Right now, the question that is driving the majority of patient inquiries about COVID-19 is: how do I get the vaccine? This is a much more task-oriented goal than the early need for accurate information, which means that the patient journey can be radically reshaped to prioritize vaccine scheduling steps and streamline the rest of the content.

The new Loyola COVID-19 landing page leads with the primary call to action question: Are you an active Loyola patient or not? Visitors who are active Loyola patients are directed to MyChart to register, visitors who are not active Loyola patients are directed to registration through the city/county/state.

By making the first patient “doorway” a path to vaccine registration, Loyola is addressing the top priority of the majority of their visitors.

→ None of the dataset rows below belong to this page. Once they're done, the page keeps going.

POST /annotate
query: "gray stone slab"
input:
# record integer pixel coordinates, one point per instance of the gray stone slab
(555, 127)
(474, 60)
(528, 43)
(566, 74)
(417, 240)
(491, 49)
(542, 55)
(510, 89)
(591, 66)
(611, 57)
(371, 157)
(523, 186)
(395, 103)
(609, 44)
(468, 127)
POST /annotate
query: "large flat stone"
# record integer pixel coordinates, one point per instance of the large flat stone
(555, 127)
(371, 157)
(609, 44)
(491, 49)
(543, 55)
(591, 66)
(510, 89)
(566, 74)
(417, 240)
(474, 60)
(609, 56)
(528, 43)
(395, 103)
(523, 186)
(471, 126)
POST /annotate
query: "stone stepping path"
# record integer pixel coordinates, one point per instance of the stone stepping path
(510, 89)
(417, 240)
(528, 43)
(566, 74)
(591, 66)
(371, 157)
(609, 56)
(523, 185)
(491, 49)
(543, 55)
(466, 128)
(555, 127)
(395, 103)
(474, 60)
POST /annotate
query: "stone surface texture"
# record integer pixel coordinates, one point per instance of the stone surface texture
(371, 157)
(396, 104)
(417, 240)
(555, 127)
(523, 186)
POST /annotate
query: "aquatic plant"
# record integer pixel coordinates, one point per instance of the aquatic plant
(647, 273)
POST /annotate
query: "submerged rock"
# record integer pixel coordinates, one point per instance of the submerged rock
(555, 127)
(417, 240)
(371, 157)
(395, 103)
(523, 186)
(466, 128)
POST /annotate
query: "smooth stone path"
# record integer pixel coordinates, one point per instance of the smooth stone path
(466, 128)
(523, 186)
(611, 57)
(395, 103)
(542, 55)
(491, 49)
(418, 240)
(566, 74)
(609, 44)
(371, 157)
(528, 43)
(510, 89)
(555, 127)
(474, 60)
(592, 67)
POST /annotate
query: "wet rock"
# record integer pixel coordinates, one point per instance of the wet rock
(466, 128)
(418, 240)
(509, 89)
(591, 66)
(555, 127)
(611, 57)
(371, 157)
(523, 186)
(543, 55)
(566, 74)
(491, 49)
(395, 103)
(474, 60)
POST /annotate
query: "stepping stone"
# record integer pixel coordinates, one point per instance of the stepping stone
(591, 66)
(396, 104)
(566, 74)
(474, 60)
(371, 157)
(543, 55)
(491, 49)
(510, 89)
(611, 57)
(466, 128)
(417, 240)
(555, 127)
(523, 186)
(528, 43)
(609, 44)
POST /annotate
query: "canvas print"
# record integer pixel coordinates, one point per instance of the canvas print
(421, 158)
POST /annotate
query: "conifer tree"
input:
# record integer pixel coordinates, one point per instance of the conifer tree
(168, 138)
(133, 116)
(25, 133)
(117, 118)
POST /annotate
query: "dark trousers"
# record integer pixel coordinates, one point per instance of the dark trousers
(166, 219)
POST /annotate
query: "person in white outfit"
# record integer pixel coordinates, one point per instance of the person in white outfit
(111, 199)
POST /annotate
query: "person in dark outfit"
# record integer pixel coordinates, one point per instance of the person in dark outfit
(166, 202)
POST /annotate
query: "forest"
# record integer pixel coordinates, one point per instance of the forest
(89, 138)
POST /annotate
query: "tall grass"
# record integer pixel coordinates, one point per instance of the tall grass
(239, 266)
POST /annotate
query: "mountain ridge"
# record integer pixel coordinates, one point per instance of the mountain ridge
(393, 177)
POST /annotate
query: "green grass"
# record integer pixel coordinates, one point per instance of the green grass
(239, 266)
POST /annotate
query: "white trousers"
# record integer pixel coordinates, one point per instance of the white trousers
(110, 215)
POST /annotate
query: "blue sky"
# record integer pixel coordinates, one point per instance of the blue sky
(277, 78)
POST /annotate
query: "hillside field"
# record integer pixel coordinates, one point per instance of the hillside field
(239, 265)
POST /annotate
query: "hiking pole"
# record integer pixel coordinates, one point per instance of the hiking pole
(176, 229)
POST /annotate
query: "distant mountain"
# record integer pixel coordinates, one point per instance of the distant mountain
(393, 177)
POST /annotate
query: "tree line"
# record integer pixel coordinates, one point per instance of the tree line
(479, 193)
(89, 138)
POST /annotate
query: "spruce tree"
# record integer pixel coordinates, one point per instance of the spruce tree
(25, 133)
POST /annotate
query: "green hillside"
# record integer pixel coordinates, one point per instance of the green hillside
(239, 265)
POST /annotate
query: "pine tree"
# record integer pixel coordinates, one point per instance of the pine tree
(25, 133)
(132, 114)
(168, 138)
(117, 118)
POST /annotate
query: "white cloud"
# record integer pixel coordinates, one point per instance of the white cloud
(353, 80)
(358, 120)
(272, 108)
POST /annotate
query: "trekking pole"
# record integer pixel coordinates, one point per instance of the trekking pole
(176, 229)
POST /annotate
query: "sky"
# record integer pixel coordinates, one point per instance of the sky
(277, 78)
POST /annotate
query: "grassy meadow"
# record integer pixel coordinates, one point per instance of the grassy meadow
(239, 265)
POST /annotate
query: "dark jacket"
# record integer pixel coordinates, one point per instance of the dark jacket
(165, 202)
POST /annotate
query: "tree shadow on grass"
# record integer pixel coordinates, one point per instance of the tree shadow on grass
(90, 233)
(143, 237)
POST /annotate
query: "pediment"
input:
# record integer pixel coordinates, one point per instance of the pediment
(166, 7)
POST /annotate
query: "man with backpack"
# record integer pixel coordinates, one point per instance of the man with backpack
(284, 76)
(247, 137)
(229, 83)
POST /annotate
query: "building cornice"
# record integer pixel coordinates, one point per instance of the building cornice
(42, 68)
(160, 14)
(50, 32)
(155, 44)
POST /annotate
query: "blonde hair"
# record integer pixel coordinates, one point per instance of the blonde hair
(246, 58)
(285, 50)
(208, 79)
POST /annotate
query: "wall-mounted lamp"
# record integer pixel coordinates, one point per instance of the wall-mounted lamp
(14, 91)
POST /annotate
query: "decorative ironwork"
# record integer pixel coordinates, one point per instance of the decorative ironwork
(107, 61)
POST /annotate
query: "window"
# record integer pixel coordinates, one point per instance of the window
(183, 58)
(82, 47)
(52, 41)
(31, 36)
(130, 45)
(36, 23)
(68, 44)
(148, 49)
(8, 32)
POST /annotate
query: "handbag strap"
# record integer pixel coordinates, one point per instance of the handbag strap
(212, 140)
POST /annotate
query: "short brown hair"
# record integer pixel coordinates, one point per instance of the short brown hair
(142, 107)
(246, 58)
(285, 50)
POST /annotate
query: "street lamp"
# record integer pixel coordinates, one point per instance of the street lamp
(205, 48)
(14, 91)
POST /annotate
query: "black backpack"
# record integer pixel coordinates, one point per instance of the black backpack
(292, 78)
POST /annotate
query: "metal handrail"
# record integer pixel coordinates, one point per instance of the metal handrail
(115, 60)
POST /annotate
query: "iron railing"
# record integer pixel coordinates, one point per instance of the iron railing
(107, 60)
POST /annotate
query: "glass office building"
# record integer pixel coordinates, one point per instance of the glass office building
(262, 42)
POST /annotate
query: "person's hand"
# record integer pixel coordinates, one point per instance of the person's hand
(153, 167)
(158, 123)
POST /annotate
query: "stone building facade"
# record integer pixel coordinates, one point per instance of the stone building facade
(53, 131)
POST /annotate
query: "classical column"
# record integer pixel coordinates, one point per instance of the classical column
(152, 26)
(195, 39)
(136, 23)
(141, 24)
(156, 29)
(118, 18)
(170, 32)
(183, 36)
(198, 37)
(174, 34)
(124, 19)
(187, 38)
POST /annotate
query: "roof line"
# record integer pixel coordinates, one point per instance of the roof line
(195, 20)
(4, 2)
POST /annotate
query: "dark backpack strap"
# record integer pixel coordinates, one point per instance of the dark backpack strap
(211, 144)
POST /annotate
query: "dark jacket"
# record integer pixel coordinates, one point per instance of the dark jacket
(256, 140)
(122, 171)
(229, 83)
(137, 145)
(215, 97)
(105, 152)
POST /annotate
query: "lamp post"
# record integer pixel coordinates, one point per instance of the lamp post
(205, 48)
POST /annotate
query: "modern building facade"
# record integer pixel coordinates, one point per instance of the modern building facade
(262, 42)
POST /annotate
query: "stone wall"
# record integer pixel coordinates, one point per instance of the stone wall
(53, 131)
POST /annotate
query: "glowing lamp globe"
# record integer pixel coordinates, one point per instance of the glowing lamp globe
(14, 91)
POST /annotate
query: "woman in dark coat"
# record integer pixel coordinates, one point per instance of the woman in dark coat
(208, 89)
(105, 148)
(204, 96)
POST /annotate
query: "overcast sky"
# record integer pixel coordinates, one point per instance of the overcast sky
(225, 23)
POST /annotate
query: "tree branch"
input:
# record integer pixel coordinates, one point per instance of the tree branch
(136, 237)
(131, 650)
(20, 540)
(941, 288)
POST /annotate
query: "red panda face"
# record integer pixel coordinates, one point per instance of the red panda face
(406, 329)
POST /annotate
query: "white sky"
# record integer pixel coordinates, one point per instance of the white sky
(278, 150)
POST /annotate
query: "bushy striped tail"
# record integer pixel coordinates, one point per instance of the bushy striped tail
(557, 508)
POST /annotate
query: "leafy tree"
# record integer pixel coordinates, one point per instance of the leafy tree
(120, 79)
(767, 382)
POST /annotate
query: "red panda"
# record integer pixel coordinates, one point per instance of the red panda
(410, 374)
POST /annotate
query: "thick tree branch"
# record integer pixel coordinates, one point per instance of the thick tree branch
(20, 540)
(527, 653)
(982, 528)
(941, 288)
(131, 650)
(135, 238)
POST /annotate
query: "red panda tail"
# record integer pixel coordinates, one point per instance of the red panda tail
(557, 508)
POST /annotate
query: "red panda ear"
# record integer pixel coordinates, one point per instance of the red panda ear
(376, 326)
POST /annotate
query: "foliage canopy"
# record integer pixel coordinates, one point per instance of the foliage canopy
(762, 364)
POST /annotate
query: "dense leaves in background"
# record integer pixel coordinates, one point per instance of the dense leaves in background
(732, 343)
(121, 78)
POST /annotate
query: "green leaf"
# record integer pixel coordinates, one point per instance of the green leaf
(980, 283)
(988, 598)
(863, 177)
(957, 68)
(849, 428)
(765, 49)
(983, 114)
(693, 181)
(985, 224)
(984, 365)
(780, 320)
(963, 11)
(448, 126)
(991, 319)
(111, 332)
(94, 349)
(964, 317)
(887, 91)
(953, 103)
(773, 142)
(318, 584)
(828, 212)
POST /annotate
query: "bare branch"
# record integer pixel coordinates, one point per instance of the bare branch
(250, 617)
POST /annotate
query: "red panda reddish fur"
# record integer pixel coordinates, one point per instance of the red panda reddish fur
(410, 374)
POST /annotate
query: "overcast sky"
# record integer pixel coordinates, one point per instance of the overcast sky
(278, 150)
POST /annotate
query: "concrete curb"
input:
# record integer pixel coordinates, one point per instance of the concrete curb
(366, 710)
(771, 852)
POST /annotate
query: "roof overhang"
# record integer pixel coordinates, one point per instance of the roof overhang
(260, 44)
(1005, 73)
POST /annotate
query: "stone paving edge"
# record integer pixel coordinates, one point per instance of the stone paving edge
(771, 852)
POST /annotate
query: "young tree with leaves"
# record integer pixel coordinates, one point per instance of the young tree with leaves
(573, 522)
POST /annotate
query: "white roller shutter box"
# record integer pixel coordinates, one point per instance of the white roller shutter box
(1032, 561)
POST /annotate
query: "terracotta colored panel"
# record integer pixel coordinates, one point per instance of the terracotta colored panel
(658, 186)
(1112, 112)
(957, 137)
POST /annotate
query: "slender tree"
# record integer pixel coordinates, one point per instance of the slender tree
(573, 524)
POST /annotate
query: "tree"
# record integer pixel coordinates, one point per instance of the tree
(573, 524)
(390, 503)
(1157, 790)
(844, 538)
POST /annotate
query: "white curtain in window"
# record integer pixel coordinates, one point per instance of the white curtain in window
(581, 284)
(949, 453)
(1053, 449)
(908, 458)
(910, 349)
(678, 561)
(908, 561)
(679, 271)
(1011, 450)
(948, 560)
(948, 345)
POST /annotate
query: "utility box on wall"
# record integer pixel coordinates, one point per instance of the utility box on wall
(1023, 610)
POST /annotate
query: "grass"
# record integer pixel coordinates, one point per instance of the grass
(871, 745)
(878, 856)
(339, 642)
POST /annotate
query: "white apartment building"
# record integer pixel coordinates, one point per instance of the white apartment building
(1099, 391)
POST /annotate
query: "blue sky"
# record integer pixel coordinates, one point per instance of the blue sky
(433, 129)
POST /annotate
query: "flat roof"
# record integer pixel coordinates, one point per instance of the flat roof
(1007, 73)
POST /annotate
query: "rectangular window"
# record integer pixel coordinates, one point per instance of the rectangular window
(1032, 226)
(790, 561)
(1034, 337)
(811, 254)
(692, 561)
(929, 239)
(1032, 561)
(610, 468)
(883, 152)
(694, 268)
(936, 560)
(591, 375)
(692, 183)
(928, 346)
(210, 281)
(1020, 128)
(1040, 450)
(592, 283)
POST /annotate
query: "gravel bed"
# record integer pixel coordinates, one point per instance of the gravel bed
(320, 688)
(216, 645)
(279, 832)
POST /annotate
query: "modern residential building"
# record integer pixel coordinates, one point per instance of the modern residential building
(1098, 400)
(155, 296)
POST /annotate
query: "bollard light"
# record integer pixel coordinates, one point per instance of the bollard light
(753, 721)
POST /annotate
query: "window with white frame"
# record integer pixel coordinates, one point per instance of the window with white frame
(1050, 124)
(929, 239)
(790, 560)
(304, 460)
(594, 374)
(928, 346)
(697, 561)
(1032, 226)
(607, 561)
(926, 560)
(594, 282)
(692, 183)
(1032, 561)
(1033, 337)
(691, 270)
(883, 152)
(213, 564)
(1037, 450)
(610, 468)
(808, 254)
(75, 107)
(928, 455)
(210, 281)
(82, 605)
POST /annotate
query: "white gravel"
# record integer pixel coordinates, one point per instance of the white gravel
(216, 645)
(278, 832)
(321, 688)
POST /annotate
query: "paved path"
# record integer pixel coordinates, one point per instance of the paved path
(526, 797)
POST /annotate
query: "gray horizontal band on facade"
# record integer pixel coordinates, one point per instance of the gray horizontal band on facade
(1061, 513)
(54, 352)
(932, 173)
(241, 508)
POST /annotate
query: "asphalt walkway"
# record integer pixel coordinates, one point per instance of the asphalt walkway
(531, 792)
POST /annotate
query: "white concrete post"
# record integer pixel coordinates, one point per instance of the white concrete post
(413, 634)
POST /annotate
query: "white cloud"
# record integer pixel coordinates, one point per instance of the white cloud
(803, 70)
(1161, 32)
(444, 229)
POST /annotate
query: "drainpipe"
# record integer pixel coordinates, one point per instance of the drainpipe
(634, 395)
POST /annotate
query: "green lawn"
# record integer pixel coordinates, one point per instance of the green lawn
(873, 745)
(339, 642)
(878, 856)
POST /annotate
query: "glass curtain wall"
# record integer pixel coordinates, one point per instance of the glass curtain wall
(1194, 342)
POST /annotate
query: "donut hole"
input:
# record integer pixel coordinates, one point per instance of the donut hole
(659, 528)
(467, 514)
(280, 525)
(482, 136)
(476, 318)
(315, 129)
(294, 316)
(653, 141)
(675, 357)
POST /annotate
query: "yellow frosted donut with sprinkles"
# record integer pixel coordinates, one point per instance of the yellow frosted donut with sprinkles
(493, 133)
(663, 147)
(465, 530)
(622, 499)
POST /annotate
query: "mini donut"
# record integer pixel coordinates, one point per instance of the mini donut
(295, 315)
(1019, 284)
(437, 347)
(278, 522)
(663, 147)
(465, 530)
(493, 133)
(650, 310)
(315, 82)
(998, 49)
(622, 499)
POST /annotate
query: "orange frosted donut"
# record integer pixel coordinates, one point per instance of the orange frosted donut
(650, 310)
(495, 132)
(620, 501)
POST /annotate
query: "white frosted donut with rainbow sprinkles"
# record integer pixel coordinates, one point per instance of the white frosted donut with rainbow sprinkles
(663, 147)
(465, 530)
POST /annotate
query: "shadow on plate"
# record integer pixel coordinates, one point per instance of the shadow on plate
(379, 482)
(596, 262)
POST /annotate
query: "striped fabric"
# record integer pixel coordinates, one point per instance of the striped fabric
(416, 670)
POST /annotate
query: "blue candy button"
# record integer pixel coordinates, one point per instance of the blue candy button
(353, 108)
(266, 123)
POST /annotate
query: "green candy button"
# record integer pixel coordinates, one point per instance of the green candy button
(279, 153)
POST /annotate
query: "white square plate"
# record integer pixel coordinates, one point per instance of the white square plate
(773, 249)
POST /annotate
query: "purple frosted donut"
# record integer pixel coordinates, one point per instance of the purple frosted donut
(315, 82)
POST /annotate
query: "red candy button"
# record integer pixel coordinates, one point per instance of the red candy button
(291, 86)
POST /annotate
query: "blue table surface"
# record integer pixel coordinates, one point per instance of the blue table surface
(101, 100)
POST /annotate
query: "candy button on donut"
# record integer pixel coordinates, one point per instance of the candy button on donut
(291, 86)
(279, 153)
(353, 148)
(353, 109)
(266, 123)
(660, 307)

However, some visitors are still looking for other COVID-19 information, and that content hasn’t gone away - it’s simply been deprioritized. A visitor scrolling down the page can still quickly and easily find clear, bold links to more detailed information about symptoms, prevention, Loyola’s safety precautions, vaccine safety, and how to care for someone who is ill.

How We Did It

Creating and publishing this new page took five business days as a routine part of the ongoing strategic services and managed support we provide to the Loyola team. There was no need to spin up a new project or team because we were leveraging their existing Drupal 8 platform and design system.

This page was built using a content type designed to enable Loyola Medicine to reorganize their page-level content strategy as priorities change. This template is a flexible landing page: it has a hero image, space for body copy, and then a big field that you can use to mix and match a wide range of visual components. 

With this template the Loyola Medicine team can build pages that look really different and deliver against different page-level content strategies without having to route new page development through Palantir or other support vendors. In this case, they brought us on to speed the new page along, but going forward they can adjust it themselves.

Extensible platforms like the ones we’ve built for Loyola Medicine, HonorHealth, and Baptist Health South Florida enable marketing teams to optimize their patient journey as the realities on the ground change.